The questions come because that seems normal, to bump your head, shake it off and move on. But Eyewitness News spoke with a local physician who says there are signs to watch out for if you or someone else you’re with hits their head.

“I think it’s really sad. I think a lot of people have experienced bumping their head and doing nothing about it,” said Bob Saget fan Corey Bell.

Ascension Via Christi St. Francis Trauma Medical Director Dr. James Haan said what he believes happened to Saget is that when he bumped his head, he developed an epidural hematoma.

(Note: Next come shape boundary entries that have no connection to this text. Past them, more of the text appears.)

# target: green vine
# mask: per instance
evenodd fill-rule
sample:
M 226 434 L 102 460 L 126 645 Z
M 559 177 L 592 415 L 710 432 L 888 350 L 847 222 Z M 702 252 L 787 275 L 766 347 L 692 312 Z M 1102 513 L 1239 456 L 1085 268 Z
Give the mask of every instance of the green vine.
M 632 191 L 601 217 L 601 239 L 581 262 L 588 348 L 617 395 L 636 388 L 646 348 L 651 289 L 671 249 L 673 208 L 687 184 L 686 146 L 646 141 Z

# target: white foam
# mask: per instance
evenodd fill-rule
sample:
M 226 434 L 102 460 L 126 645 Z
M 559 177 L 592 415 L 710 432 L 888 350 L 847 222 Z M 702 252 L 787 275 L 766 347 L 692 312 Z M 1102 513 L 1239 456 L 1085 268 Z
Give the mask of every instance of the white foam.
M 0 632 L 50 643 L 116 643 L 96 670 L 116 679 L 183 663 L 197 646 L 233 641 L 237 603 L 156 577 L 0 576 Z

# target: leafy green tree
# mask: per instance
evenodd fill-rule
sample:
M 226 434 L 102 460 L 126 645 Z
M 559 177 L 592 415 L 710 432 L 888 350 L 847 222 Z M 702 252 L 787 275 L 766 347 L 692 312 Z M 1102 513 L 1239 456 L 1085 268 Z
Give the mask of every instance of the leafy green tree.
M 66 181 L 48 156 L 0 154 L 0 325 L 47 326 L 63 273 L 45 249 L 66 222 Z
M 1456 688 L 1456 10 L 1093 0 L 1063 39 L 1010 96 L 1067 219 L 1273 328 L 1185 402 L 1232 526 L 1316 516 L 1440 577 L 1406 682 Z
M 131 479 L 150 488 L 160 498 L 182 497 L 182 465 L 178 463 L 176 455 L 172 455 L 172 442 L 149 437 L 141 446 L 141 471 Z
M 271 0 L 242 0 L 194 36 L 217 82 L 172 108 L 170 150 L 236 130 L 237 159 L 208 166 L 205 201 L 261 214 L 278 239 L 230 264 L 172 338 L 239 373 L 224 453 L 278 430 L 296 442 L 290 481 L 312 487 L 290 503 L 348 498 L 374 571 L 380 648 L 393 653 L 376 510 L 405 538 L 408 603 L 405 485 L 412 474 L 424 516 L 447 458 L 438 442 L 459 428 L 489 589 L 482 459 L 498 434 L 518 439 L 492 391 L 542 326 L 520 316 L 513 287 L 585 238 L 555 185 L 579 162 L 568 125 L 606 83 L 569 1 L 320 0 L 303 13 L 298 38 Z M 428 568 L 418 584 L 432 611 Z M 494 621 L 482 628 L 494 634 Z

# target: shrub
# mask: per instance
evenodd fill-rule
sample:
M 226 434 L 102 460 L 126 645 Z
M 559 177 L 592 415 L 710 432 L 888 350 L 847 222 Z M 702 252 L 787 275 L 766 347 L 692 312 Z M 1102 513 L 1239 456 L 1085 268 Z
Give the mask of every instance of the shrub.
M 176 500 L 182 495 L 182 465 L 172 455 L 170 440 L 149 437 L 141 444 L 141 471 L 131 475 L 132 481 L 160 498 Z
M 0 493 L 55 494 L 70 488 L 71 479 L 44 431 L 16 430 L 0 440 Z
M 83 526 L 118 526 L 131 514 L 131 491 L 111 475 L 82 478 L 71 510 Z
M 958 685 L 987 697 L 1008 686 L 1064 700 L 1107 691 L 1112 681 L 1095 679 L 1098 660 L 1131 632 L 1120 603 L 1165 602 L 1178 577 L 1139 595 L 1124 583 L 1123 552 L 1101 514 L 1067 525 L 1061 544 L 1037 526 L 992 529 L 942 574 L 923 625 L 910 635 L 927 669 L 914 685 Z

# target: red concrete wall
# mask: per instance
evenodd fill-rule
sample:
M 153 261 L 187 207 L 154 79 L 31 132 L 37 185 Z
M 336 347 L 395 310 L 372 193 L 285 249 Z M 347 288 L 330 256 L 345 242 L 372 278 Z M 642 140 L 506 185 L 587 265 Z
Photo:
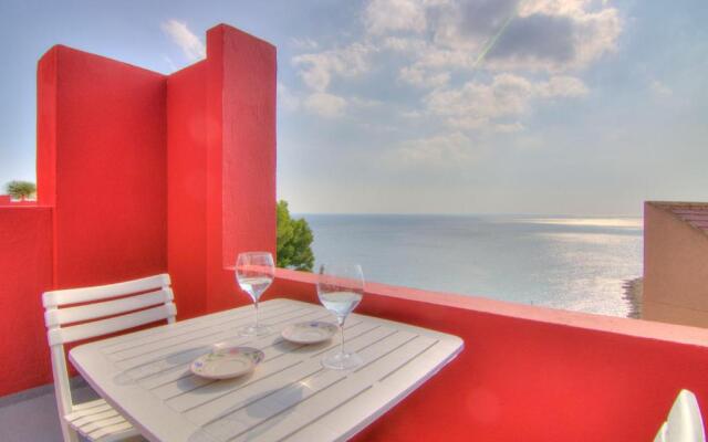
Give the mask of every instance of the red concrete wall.
M 167 269 L 179 318 L 207 303 L 206 61 L 167 80 Z
M 0 396 L 50 382 L 40 294 L 52 286 L 52 209 L 0 208 Z
M 708 235 L 667 206 L 644 204 L 642 317 L 708 327 Z
M 267 298 L 316 303 L 279 270 Z M 361 441 L 650 441 L 679 389 L 708 421 L 708 330 L 367 284 L 357 313 L 465 340 Z
M 249 302 L 229 270 L 275 252 L 275 49 L 235 28 L 167 81 L 168 269 L 179 317 Z
M 275 253 L 275 48 L 220 24 L 207 32 L 207 309 L 248 303 L 239 252 Z
M 208 53 L 170 76 L 61 45 L 40 60 L 45 208 L 0 211 L 0 355 L 27 362 L 0 396 L 51 379 L 45 290 L 169 271 L 180 318 L 247 303 L 227 266 L 275 252 L 275 49 L 219 25 Z
M 165 77 L 54 46 L 40 60 L 38 96 L 39 197 L 55 207 L 55 286 L 165 272 Z

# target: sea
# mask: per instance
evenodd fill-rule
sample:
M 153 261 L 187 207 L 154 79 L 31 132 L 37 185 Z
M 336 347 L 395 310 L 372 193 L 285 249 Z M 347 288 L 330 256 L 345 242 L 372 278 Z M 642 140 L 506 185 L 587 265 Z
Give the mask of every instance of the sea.
M 641 218 L 300 214 L 315 270 L 356 262 L 366 281 L 627 316 L 642 276 Z

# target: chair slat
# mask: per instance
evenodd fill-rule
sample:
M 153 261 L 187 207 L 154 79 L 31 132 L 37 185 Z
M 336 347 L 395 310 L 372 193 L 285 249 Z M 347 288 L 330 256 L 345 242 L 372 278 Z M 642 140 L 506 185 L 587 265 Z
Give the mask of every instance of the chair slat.
M 162 288 L 122 299 L 81 305 L 77 307 L 52 308 L 44 313 L 44 323 L 48 327 L 72 324 L 137 311 L 149 307 L 150 305 L 168 303 L 173 299 L 171 288 Z
M 162 275 L 148 276 L 117 284 L 44 292 L 42 295 L 42 302 L 44 304 L 44 308 L 58 307 L 67 304 L 100 301 L 132 293 L 153 291 L 166 287 L 169 283 L 169 275 L 165 273 Z
M 95 320 L 88 324 L 81 324 L 70 327 L 52 328 L 49 330 L 49 345 L 60 345 L 73 343 L 75 340 L 88 339 L 96 336 L 108 335 L 144 324 L 167 319 L 177 314 L 175 304 L 168 303 L 146 311 L 131 313 L 108 319 Z

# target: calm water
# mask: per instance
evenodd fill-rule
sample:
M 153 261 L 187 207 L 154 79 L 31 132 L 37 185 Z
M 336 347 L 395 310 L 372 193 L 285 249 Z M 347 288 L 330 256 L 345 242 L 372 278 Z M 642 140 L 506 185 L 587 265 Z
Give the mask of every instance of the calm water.
M 642 275 L 642 220 L 516 215 L 305 214 L 320 263 L 367 281 L 626 316 Z

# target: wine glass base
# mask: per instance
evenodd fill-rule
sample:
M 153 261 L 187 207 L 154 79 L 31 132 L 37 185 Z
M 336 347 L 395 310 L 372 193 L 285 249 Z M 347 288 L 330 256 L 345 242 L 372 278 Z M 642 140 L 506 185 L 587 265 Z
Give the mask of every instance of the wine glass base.
M 238 329 L 239 336 L 247 336 L 247 337 L 252 337 L 252 336 L 266 336 L 266 335 L 271 335 L 273 334 L 273 329 L 266 326 L 266 325 L 258 325 L 256 326 L 254 324 L 251 325 L 247 325 L 244 327 L 241 327 Z
M 322 359 L 322 367 L 333 370 L 351 370 L 360 367 L 364 361 L 354 351 L 337 352 Z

“Unfortunately, as that blood accumulates, it can start to push the brain out of the skull and down through the bottom to what’s called the ‘foramen magnum.’ That’s where the spinal cord comes in. That that point, they can either have a devastating brain injury or die,” Dr. Haan said.

Dr. Haan explained signs to look out for. These include severe headaches, head pian, problems with bright lights, nausea and vomiting.

“IF somebody were in the area t see that you blacked out for a period of time, especially if you’re on any of the blood thinners, the conventional coumadin of all the new Xa inhibitors, those are people who generally ought to come to the hospital and be checked out,” he said.

Certified Nursing Assistant Megan rice added that dilating and un-dilating eyers typically indication concussion.

Dr. Haan offers guidance for parents of children and tens who are active and seem to bump their heads often.

“The thing that you want to look for with them are a little more strict and that would be if they truly blacked out, they’re not acting right after the fact, especially if it’s for an extended period of time, persistent nausea and vomiting that just doesn’t seem to settle down,” Dr. Haan said.

“I would definitely watch for headaches and tension that just won’t go away,” she said.